A MILF is seen as an ‘older’ woman in pornography, who is meant to be a mom.
“The girls that are her age in America are making bank,” Gigi said, saying that Willow had so many opportunities because of that.
Rhys, one of the men behind XX Academy, pulled Ray aside to remind her of the “massive advantage” she had over the other women on the show.
Ray said she knows that people believe she is too young to be in this industry but, she said, at the end of the day she was legally an adult.
“This my prime time.

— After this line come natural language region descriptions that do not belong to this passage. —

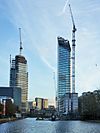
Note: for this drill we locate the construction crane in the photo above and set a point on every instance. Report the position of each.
(73, 51)
(54, 86)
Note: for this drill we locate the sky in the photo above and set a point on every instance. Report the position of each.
(42, 21)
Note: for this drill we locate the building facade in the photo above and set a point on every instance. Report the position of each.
(19, 78)
(11, 92)
(63, 81)
(41, 103)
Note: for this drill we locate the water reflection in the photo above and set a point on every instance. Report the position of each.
(30, 125)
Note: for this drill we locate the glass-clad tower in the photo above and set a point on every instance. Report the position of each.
(19, 75)
(63, 87)
(19, 78)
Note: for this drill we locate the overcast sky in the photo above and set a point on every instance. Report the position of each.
(41, 22)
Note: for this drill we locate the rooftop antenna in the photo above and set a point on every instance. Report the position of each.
(20, 41)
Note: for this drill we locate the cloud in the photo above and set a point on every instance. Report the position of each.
(48, 64)
(64, 8)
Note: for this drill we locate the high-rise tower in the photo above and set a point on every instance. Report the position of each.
(64, 56)
(19, 75)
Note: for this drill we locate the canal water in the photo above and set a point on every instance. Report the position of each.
(30, 125)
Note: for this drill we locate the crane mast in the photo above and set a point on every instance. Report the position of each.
(73, 51)
(20, 41)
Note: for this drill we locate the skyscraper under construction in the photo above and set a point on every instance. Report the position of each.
(64, 56)
(19, 75)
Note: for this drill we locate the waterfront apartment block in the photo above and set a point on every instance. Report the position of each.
(41, 103)
(13, 93)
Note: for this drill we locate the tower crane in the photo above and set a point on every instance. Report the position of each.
(73, 51)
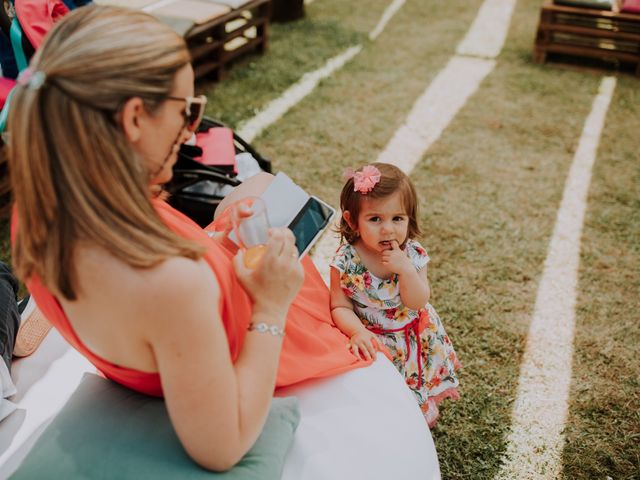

Men love teenage content creators and they’re willing to pay lots of money for it.”
Fox called the entire thing “uncomfortable” and said questions should be directed at the men who have created this demand for “youth and innocence” in sex work — leading 18-year-olds to jump on the platform.
“We should be looking at them,” he said.
And it’s not just counting down the days until a literal child reaches legality in the eyes of the law. Arabella reveals she’s often asked to pose in schoolgirl outfits. Men even tell her “you remind me of my daughter”. The 27-year-old said she’s never acted younger than she is on the platform and that she’s always been proud of her age.
“But the idea that I’m saying no to that and the potential that they could be going out to act that out in real life — that kind of scares me a little bit,” she said.
Meanwhile Kuerschner revealed when she worked in a strip club a man once booked her for six hours. The entire time he kept telling her how beautiful she was and how much he wanted to engage in sexual activity with her.
“As I turn around to leave he went, ‘Actually, you know why I like you so much?’ And I was like ‘Oh why’ expecting him to say something nice about how I looked again or something like that,” she said.
“He looked at me and he said, ‘You look just like my daughter’. Mind you, I had asked him about his family. And he had a 16-year-old daughter. I felt sick when I heard that. I froze.”
The women said that they are often told men’s deepest and darkest secrets on the platform.
The idea that men fixate on youth isn’t surprising with celebrities such as Natalie Portman being subjected to a “countdown clock” to her 18th birthday.
“A countdown was started on my local radio show to my 18th birthday, euphemistically the date that I would be legal to sleep with. Movie reviewers talked about my budding breasts in reviews,” Portman said at the 2018 Women’s March.
It’s been previously reported that 1.2 million American women between 18 and 24 are on OnlyFans.